Jubera praised the Water Valley Police Department for building the strong case.
“Jason Mangrum did a great job, as well as his department,” Jubera explained. “The victims also did a great job, coming forward and offering their testimony in open court. That was a very important thing to do,” he noted about the store clerks working when Scott committed the robbery.
After receiving the life sentence in the store robbery, Scott was offered a plea in the double murders. In a negotiated plea agreement, the district attorney’s office agreed to reduce the charges from capital murder to manslaughter. Scott pled guilty in August and during upcoming sentencing the district attorney will recommend two 20 year sentences, one for each count, that will run consecutively, meaning a total of 40 years. The sentences will run concurrent to time Scott is serving for the life sentence for the store robbery.

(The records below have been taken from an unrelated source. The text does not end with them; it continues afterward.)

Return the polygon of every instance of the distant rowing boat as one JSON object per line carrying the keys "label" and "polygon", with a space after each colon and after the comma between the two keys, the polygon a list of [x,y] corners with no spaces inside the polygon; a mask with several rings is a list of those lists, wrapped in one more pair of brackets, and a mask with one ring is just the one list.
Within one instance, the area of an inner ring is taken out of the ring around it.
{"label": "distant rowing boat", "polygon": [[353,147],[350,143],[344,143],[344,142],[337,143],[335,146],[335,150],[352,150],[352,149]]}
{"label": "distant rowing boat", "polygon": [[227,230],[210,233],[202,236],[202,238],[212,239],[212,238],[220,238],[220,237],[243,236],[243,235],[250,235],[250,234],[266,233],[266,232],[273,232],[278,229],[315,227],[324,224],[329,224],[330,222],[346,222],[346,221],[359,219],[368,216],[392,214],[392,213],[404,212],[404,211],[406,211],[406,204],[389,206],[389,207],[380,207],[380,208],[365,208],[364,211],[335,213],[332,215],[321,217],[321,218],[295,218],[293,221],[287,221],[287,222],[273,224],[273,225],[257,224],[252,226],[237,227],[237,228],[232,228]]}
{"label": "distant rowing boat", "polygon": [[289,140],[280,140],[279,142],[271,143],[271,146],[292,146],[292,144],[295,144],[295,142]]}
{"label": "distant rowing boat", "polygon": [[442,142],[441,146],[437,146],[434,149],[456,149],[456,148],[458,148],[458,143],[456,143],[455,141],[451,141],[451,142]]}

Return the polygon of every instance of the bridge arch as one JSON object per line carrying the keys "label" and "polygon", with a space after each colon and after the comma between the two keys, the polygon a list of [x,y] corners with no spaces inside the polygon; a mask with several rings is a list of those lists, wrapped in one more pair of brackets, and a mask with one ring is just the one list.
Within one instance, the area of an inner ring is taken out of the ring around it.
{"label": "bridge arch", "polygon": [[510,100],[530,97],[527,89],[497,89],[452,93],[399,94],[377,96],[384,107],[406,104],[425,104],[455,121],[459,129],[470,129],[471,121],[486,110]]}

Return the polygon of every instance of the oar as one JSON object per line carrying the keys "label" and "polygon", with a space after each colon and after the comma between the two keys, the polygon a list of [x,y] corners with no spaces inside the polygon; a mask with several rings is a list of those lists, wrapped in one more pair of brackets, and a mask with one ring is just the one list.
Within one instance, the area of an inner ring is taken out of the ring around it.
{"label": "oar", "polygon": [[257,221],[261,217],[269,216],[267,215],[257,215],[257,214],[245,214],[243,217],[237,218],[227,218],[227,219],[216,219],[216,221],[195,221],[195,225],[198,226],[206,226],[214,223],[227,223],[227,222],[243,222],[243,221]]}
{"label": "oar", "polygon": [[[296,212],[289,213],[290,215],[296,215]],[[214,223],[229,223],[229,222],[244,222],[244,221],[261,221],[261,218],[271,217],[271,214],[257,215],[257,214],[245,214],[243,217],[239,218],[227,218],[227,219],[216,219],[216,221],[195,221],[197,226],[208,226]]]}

Jubera cited strong investigative work by the Yalobusha County Sheriff’s Department, the Mississippi Bureau of Investigation and the state fire marshals’ office in the murder investigation.
“We were fully prepared to prosecute this case and take it to a jury, but because of Mr. Scott’s status of serving life-without sentence, we would simply be trying it for the justice of the family,” he explained.
Officials also noted that the plea will also save Yalobusha County the hefty expense of a capital murder trial.
Bizarre and Heinous
At age 39, Scott’s first arrest was over 24 years ago. His latest convictions spanned a three year period starting with the June 19, 2017, robbery of the Exxon Store on Frostland Drive in Water Valley. He entered the store and demanded cash, telling the clerk he had a gun. He fled with the cash but left a valuable piece of evidence behind on the counter – his wallet and voter ID card. He was arrested three weeks later after evading officers on multiple encounters.
Three years later, June 2, 2020, Scott was on early release from the store robbery sentence when he entered the same store, jumped over the counter, pushed the clerk aside and grabbed $604 from the register. Again officers obtained ample evidence in the hours following the early morning robbery, and Scott was apprehended a week later.
Only weeks before the second store robbery, Scott entered a mobile home on County Road 294 and killed Nault and Dicken and their dog. According to court documents, the victims were shot, execution-style and Scott torched the home in an attempt to cover up the evidence in what Jubera described as a drug deal gone bad.
Scott, age 39, was out on early on Earned Release Supervision from a five-year sentence in the first store robbery when the subsequent crimes occurred. He is currently housed in the Walnut Grove Correction Facility.
Scott’s brother, H.D. Alexander Scott, also has a lengthy criminal history including a murder conviction in the August, 2003, death of Water Valley resident Bill Quinn.
Alexander Scott was also out on Earned Release Supervision when he committed a second murder in Tallahatchie County in 2016 following an altercation that escalated to multiple gunshots being fired in Webb. He was convicted of the murder in 2019 and is currently incarcerated in Parchman.